Kayıp Yakınları 832. Hafta Eylemi: Hrant Dink’in Siyasi Sorumluları Ortaya Çıkana Kadar Mücadelemiz Devam Edecek

İnsan Hakları Derneği (İHD) Diyarbakır Şubesi ve kayıp yakınları, “Kayıplar bulunsun failler yargılansın” eyleminin 832. haftasını, Koşuyolu Parkı Yaşam Hakkı Anıtı önünde gerçekleştirdi. Eyleme kayıp yakınları, sivil toplum örgütü temsilcileri ve hak savunucuları katıldı. Bu hafta, 19 Ocak 2007 tarihinde İstanbul'da bir suikast sonucu yaşamını yitiren Hrant Dink anıldı.

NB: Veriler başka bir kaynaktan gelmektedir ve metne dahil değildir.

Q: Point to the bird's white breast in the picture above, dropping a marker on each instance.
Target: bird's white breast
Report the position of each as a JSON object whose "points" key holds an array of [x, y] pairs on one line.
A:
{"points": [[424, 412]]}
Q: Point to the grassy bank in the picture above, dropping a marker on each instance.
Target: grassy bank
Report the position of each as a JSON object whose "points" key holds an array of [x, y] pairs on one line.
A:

Eylemde konuşan İHD Diyarbakır Şubesi Başkanı Ercan Yılmaz, şunları söyledi: “Yıllardır bu alanda bilinen bir gerçeği haykırıyoruz. Gözaltında zorla kaybedilenlerin, faili meçhul cinayetlerin akıbetinin araştırılmasını, etkili yargılamalarla faillerin açığa çıkarılmasını talep ediyoruz. Ancak her gün yargının facia kararlarıyla karşı karşıya kalıyoruz. Bu hafta içerisinde, Hakkari’nin Yüksekova ilçesinde 1995 yılında zorla kaybedilen Nezir Tekçi davasında, Eskişehir Ağır Ceza Mahkemesi tarafından sanıklar hakkında beraat kararı verildi. Nezir Tekçi’nin zorla kaybettirildiği, devlete bağlı paramiliter güçler tarafından kaçırıldığı ve bir daha kendisinden haber alınamadığı, yapılan duruşma tutanaklarına yansımıştır. Yine o dönemde zorunlu askerlik yapan kişiler tarafından ayrıca bu durum ifade edilmişti. Bu konuda yerel mahkemelerin verdiği cezasızlık kararları, AİHM’den geri döndü. AİHM, Türkiye’nin bu konuda etkili soruşturma yapmadığını, yaşam hakkını koruyamadığına hükmetti. Daha sonra tekrardan başlayan yargılamayla, benzer birçok dosyada olduğu gibi ne yazık ki bir kez daha Nezir Tekçi’nin faillerini aklayan bir karara imza atıldı. Türkiye’de geçmişle yüzleşme adına açılan davalar, toplu katliam davaları, kişilere karşı gerçekleştirilen suçların tamamı ya zaman aşımı iddiasıyla veya berat kararlarıyla cezası bırakıldı. Biz buradan bir kez daha yargı makamlarına seslenmek istiyoruz. Siyasi iktidarların zaman zaman siyasi rant elde etmek için dile getirdikleri kayıp gerçeği yargı makamların eliyle meşrulaştırılmaması gerekiyor. Yargı makamları, evrensel hukuka uygun yaşam hakkını korumayı önceleyen karalar vermesi gerekiyor. Bizler açısından yargı makamlarının vermiş olduğu bu kararın bir hükmü yok. Biz tek bir kayıp, tek bir faili meçhul cinayet karanlıkta kalmayana kadar mücadelemize devam edeceğiz.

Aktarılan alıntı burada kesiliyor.